In a major step toward helping the fledgling government consolidate power, one of the most feared warlords in Somalia, Mohamed Dheere, gave the army chief 23 trucks mounted with heavy weapons and ordered 220 of his fighters to report for retraining at government camps. The handover took place during a ceremony in Dheere’s stronghold of Jowhar, 55 miles north of Mogadishu, said Abdirahman Dinari, the government spokesman.

But fears of an Islamic fundamentalist insurgency grew following an ambush Saturday morning on a convoy of Ethiopian troops in Mogadishu. Late Friday, government troops repelled an attack on the Somali president’s palace.

The gunmen fired on the convoy but missed. The Ethiopians returned fire, killing a man and a woman on the side of the road, said Hawa Malin, a resident who witnessed the ambush. Two other people died on the way to the hospital, medical officials said.

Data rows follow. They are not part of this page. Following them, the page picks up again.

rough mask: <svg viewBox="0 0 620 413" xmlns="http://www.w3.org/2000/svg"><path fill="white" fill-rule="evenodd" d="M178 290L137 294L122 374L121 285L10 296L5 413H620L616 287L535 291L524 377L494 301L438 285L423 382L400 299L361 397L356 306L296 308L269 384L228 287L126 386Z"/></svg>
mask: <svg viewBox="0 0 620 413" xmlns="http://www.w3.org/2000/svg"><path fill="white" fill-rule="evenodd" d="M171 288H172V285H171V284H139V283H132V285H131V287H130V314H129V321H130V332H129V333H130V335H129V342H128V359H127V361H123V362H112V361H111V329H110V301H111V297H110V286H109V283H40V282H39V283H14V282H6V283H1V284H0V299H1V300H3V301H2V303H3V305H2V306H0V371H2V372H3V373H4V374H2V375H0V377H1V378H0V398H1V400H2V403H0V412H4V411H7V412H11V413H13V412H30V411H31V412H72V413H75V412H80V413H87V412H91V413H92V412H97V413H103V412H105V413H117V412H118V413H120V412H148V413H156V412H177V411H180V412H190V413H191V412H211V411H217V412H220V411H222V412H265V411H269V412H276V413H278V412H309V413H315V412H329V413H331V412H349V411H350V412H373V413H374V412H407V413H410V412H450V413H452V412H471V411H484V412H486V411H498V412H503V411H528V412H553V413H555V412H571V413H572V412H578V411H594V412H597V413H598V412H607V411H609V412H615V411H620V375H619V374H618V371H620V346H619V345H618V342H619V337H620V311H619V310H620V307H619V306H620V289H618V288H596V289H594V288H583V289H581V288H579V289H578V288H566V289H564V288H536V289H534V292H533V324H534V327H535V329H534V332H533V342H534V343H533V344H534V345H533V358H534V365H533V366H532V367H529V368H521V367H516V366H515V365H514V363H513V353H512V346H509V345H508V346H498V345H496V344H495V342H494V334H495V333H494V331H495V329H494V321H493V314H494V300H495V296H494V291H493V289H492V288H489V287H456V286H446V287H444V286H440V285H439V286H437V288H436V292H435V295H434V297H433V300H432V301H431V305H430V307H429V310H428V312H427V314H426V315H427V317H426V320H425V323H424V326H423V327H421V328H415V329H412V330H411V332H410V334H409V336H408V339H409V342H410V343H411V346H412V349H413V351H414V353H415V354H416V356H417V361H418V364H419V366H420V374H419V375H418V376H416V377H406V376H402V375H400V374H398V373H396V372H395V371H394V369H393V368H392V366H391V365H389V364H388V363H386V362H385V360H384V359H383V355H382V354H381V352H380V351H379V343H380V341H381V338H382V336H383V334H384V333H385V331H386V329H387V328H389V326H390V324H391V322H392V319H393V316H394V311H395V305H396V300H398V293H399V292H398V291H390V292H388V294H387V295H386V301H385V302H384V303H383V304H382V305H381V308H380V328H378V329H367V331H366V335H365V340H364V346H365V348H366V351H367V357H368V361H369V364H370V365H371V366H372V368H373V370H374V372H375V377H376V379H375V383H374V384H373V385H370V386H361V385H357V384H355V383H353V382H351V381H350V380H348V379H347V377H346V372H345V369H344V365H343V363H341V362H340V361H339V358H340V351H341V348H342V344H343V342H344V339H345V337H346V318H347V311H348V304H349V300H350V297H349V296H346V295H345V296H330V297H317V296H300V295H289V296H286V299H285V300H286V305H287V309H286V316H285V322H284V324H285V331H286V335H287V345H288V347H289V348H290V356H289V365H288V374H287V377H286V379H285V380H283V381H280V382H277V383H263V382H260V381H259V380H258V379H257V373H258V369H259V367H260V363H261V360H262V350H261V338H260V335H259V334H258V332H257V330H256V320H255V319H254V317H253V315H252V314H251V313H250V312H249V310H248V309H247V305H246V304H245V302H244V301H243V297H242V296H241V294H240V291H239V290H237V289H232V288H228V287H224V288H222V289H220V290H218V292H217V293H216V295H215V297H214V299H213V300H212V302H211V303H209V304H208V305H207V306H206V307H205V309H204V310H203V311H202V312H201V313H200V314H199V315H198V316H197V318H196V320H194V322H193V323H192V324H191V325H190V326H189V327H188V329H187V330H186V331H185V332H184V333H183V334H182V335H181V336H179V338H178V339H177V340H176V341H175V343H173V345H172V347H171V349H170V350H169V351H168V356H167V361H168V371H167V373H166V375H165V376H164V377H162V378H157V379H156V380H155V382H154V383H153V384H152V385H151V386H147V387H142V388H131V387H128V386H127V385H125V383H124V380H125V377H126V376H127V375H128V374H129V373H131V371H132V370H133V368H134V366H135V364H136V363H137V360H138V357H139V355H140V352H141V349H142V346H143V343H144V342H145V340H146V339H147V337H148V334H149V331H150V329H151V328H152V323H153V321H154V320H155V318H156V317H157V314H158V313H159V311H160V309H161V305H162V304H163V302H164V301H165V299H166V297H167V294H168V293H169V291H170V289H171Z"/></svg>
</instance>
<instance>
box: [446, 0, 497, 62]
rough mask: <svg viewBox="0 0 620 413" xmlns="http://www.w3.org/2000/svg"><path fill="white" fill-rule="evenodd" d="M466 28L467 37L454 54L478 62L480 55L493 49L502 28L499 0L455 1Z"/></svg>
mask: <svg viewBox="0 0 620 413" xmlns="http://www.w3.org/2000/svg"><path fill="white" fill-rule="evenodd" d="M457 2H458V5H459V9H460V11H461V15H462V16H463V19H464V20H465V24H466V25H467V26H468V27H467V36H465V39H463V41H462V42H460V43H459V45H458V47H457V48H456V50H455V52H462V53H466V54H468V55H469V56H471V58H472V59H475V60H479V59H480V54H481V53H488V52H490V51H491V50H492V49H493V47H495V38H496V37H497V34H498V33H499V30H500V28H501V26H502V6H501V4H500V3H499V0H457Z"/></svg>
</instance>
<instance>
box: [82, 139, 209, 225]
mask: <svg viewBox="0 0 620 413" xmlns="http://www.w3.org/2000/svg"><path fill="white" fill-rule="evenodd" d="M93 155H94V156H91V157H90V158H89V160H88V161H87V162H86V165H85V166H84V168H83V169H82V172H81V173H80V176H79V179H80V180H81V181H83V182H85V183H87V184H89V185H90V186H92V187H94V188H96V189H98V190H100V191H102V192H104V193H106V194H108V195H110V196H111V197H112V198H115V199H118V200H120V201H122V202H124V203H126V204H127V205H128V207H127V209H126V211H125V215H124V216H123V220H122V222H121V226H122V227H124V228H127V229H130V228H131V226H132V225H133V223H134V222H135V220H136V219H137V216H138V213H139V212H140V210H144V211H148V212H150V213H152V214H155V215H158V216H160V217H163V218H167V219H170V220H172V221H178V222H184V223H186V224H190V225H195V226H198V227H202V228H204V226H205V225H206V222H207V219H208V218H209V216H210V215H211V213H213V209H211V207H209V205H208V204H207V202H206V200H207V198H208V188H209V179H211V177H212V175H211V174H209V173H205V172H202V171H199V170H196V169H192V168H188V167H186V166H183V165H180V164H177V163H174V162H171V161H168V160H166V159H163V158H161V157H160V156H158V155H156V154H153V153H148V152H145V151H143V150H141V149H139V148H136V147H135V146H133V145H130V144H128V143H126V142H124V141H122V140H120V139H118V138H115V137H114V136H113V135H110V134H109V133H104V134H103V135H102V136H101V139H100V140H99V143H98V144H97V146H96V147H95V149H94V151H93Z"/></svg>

“The Ethiopians shot me,” said Ali Kheyre Mumin, who was among three people wounded. “They shot at me and the others indiscriminately … they shot everybody who was moving around.”

On Saturday, a leader in Somalia’s Council of Islamic Courts said his group was responsible for the attacks on the convoy and palace and promised that they would continue.

“This is a new uprising by the Somali people,” said Ahmed Qare, deputy chairman of the council. “The only solution can be reconciliation and talks between the transitional federal government and the Islamic courts.”

The internationally recognized government managed to drive the Islamic movement out of Mogadishu and much of the rest of southern Somalia, with key military backing from neighboring Ethiopia, which is often seen as a traditional rival.

The government has invited African peacekeepers, but they are unlikely to come if fighting continues. African Union officials approved an 8,000-peacekeeper mission on Friday, but African nations have yet to promise that many troops.